Vyacheslav Ryabov

Personal information
- Full name: Vyacheslav Heorhiyovych Ryabov
- Date of birth: 21 June 1989 (age 35)
- Place of birth: Kryvyi Rih, Ukrainian SSR
- Height: 1.81 m (5 ft 11+1⁄2 in)
- Position(s): Midfielder

Team information
- Current team: Kryvbas Kryvyi Rih
- Number: 2

Youth career
- 0000–2007: Kryvbas Kryvyi Rih

Senior career*
- Years: Team / Apps / (Gls)
- 2007–2012: Kryvbas Kryvyi Rih / 1 / (0)
- 2012: → Hirnyk Kryvyi Rih (loan) / 9 / (0)
- 2012–2016: Hirnyk Kryvyi Rih / 110 / (9)
- 2016–2020: Kolos Kovalivka / 73 / (7)
- 2020–2024: Kryvbas Kryvyi Rih / 53 / (4)
- 2022: → Unia Solec Kujawski (loan)

= Vyacheslav Ryabov =

Ukrainian footballer

Vyacheslav Ryabov (В'ячеслав Георгійович Рябов; born 21 June 1989) was a Ukrainian professional footballer who played as a midfielder.

==Career==
Born in Kryvyi Rih, Dnipropetrovsk Oblast, Ukrainian SSR, Ryabov is a product of his native FC Kryvbas Kryvyi Rih Youth Sportive School.

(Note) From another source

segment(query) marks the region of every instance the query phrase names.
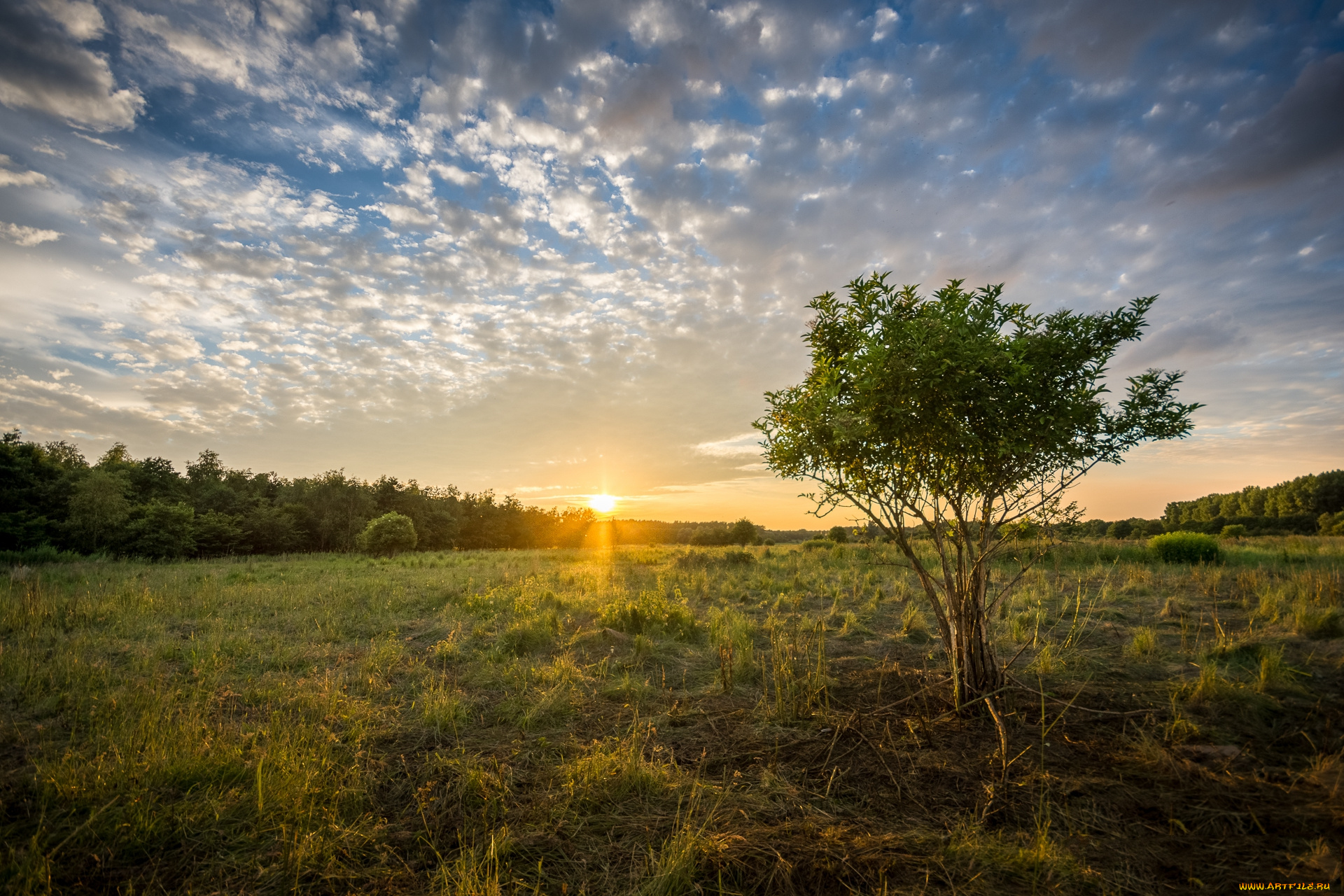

He signed contract with FC Kryvbas in 2007, but made only one appearance in the Ukrainian Premier League, as substituted player in the game against FC Dnipro Dnipropetrovsk on 16 May 2009. Then he played for football clubs in the Ukrainian Second League or in the Ukrainian First League.